A friend just e-mailed me the text of this article at www.livescience.com, headlined “Vampires a Mathematical Impossiblity, Scientist Says.”
A researcher has come up with some simple math that sucks the life out of the vampire myth, proving that these highly popular creatures can’t exist.
University of Central Florida physics professor Costas Efthimiou’s work debunks pseudoscientific ideas, such as vampires and zombies, in an attempt to enhance public literacy. Not only does the public believe in such topics, but the percentages are at dangerously high level, Efthimiou told LiveScience.
Legend has it that vampires feed on human blood and once bitten a person turns into a vampire and starts feasting on the blood of others.
Efthimiou’s debunking logic: On Jan 1, 1600, the human population was 536,870,911. If the first vampire came into existence that day and bit one person a month, there would have been two vampires by Feb. 1, 1600. A month later there would have been four, and so on. In just two-and-a-half years the original human population would all have become vampires with nobody left to feed on.
If mortality rates were taken into consideration, the population would disappear much faster. Even an unrealistically high reproduction rate couldn’t counteract this effect.
“In the long run, humans cannot survive under these conditions, even if our population were doubling each month,” Efthimiou said. “And doubling is clearly way beyond the human capacity of reproduction.”
Does this guy have bats in his belfry, or what? I mean, I like using simple math and logic to debunk popular superstitions. For example, Carl Sagan did a good job on the UFO myth with this approach.
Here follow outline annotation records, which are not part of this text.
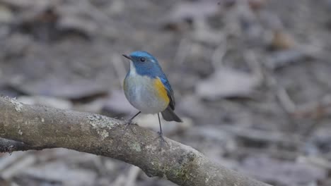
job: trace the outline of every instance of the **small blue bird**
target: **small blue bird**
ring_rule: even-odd
[[[173,111],[175,97],[167,77],[156,58],[146,51],[137,51],[123,56],[131,61],[124,81],[125,97],[139,111],[129,120],[129,124],[141,113],[158,113],[158,133],[163,140],[160,113],[166,120],[182,122]]]

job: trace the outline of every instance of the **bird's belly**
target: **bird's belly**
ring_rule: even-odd
[[[153,80],[147,77],[127,77],[124,94],[129,102],[145,113],[156,113],[167,108],[168,101],[160,97],[153,86]]]

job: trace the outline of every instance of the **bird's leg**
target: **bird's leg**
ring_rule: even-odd
[[[168,142],[166,141],[166,140],[163,137],[163,133],[162,132],[162,127],[161,125],[159,113],[158,113],[158,124],[160,125],[160,132],[158,132],[158,137],[160,137],[160,146],[162,148],[162,147],[163,146],[163,142],[166,142],[166,144],[168,144]]]
[[[129,125],[132,125],[132,120],[136,118],[137,116],[139,115],[139,113],[141,113],[141,111],[139,111],[137,113],[136,113],[134,116],[132,116],[132,118],[131,118],[127,123],[127,124],[125,125],[125,128],[124,128],[124,131],[127,130],[127,128]]]

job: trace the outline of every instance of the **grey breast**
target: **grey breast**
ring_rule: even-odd
[[[164,111],[168,104],[158,97],[153,80],[139,75],[127,75],[124,80],[125,97],[137,109],[145,113],[156,113]]]

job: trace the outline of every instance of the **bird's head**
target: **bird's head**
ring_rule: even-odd
[[[156,58],[146,51],[136,51],[129,55],[123,54],[123,56],[131,61],[131,73],[152,77],[158,76],[158,73],[162,73]]]

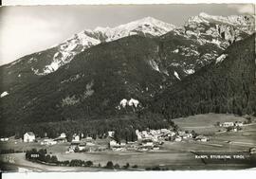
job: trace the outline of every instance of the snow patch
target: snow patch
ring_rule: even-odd
[[[177,73],[176,71],[174,71],[174,76],[175,76],[178,80],[180,80],[180,78],[179,78],[179,76],[178,76],[178,73]]]
[[[138,104],[139,104],[139,101],[135,99],[135,98],[131,98],[130,100],[127,100],[126,98],[123,98],[119,102],[119,105],[121,107],[123,107],[123,108],[125,108],[127,105],[128,106],[135,106],[137,108],[138,106]]]
[[[173,51],[173,53],[178,53],[179,49],[175,49]]]
[[[193,74],[193,73],[194,73],[194,70],[193,70],[193,69],[188,69],[188,70],[184,70],[184,72],[185,72],[186,74],[191,75],[191,74]]]
[[[127,104],[128,100],[126,98],[121,99],[120,105],[124,108]]]
[[[156,63],[154,60],[150,60],[150,61],[149,61],[149,63],[150,63],[150,65],[151,65],[151,67],[152,67],[153,69],[155,69],[155,71],[160,72],[157,63]]]
[[[0,98],[6,97],[7,95],[9,95],[9,93],[7,91],[4,91],[1,95]]]

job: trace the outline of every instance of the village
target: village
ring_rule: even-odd
[[[178,163],[188,165],[190,169],[192,164],[197,166],[196,169],[198,165],[201,169],[206,169],[206,162],[224,162],[217,158],[201,160],[202,156],[211,155],[241,156],[243,160],[233,158],[229,162],[236,163],[239,160],[243,167],[250,165],[247,161],[256,154],[255,121],[255,118],[233,115],[201,115],[193,118],[174,120],[174,127],[135,130],[134,141],[118,137],[119,132],[114,130],[105,132],[103,137],[64,132],[57,137],[49,137],[46,134],[44,137],[39,137],[38,134],[30,131],[25,133],[22,138],[0,138],[0,162],[18,165],[26,163],[28,168],[33,168],[34,163],[29,161],[33,158],[25,158],[25,154],[46,150],[43,162],[51,163],[46,165],[39,161],[37,167],[50,170],[60,167],[64,170],[67,167],[68,170],[85,170],[72,168],[73,163],[78,160],[85,162],[84,166],[87,166],[86,162],[92,162],[93,165],[86,168],[88,170],[105,170],[108,162],[113,162],[113,166],[120,166],[115,169],[127,169],[129,163],[129,170],[155,169],[154,167],[179,169]],[[34,155],[38,154],[32,154],[31,157]],[[57,167],[52,168],[51,165]]]
[[[236,122],[223,122],[216,124],[222,128],[222,132],[237,132],[242,130],[244,125],[241,121]],[[68,144],[65,149],[65,153],[69,152],[102,152],[102,151],[135,151],[135,152],[147,152],[147,151],[158,151],[161,150],[161,146],[165,142],[208,142],[210,140],[210,136],[196,134],[194,131],[181,131],[174,129],[148,129],[145,131],[136,130],[137,141],[116,141],[114,138],[115,131],[109,131],[106,134],[104,142],[98,142],[97,139],[93,139],[91,136],[84,136],[83,134],[74,134],[72,140],[67,141],[67,136],[64,133],[62,133],[60,136],[56,138],[49,137],[36,137],[36,134],[33,132],[27,132],[24,134],[24,143],[38,143],[42,147],[53,146],[58,144]],[[2,137],[0,141],[8,142],[9,137]]]

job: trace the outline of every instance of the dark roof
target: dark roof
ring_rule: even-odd
[[[27,132],[27,133],[28,135],[35,135],[35,134],[33,132]]]

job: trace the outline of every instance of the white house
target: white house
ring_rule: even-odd
[[[207,142],[207,141],[209,141],[209,137],[204,136],[204,135],[198,135],[195,137],[195,140],[201,141],[201,142]]]
[[[119,146],[119,144],[118,144],[118,142],[117,142],[116,140],[111,140],[111,141],[109,142],[109,145],[110,145],[110,147]]]
[[[78,148],[79,148],[79,151],[82,151],[85,149],[85,144],[84,143],[79,144]]]
[[[232,126],[234,126],[234,123],[233,122],[224,122],[224,123],[221,124],[221,126],[225,127],[225,128],[232,127]]]
[[[244,123],[241,121],[238,121],[235,123],[235,126],[242,127],[242,126],[244,126]]]
[[[72,138],[72,142],[79,142],[80,141],[80,136],[79,136],[79,134],[74,134],[73,135],[73,138]]]
[[[182,138],[180,137],[180,136],[177,136],[176,138],[175,138],[175,141],[176,142],[180,142],[182,140]]]
[[[108,136],[109,137],[114,137],[115,132],[114,131],[109,131],[108,133]]]
[[[65,138],[66,137],[66,134],[64,133],[62,133],[61,135],[60,135],[60,137]]]
[[[24,142],[35,141],[35,134],[32,132],[27,132],[24,134]]]
[[[51,139],[51,138],[45,138],[43,141],[40,143],[41,145],[55,145],[57,144],[57,141]]]
[[[153,147],[154,143],[151,139],[146,139],[142,141],[142,146],[144,147]]]
[[[4,138],[0,138],[0,141],[9,141],[9,138],[8,137],[4,137]]]

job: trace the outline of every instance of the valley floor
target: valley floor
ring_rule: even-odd
[[[145,170],[154,167],[165,170],[241,170],[250,169],[256,166],[256,154],[249,153],[249,149],[256,147],[256,122],[246,124],[238,132],[221,131],[215,126],[216,121],[244,120],[243,117],[232,115],[199,115],[190,118],[175,119],[174,122],[181,129],[190,128],[196,133],[207,134],[210,140],[207,142],[183,140],[165,141],[157,151],[103,151],[66,153],[68,143],[47,146],[48,152],[56,155],[59,161],[81,159],[92,161],[93,167],[60,167],[32,163],[26,160],[25,152],[1,154],[0,161],[7,167],[16,170],[33,170],[33,171],[99,171],[110,170],[106,166],[108,161],[119,164],[120,167],[129,163],[137,165],[137,169],[129,168],[129,170]],[[208,121],[206,121],[208,120]],[[188,121],[188,122],[187,122]],[[16,149],[21,151],[32,148],[46,148],[37,143],[21,145],[10,142],[2,142],[2,149]],[[221,157],[221,158],[210,158]],[[228,157],[228,158],[222,158]],[[229,158],[230,157],[230,158]],[[101,166],[101,167],[99,167]]]

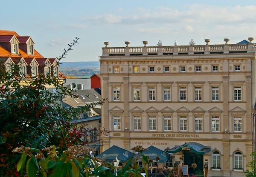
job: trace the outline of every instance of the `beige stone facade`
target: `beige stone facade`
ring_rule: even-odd
[[[250,42],[125,47],[105,43],[101,93],[108,102],[102,118],[110,132],[102,137],[103,150],[152,145],[175,154],[173,163],[184,154],[184,163],[196,162],[198,170],[208,163],[209,175],[245,176],[254,148],[256,50]]]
Basically, he took a look at the size of the universe, the distances between planets, the number of planets possibly inhabited by intelligent life, the time it would take them to develop interstellar travel, and the number of alien visitors it would take to account for the numerous recorded sightings here on Earth – and concluded very convincingly that the probabilities against such visits were so astronomically high that there was no point in taking the discussion any further (such as theorizing about what sort of propulsion devices might make the trip from Alpha Centauri to our own solar system).
But Efthimiou’s vampire analysis totally overlooks a point so obvious that it demands a response:
His mathemtical model does not hold up, because it does not take into account the elementary fact the people can – by a variety of methods – destroy vampires before they reproduce, thus preventing the worldwide population explosion of vampires that would drown humanity from the face of the Earth.
Any ten year old could have explained this one to him.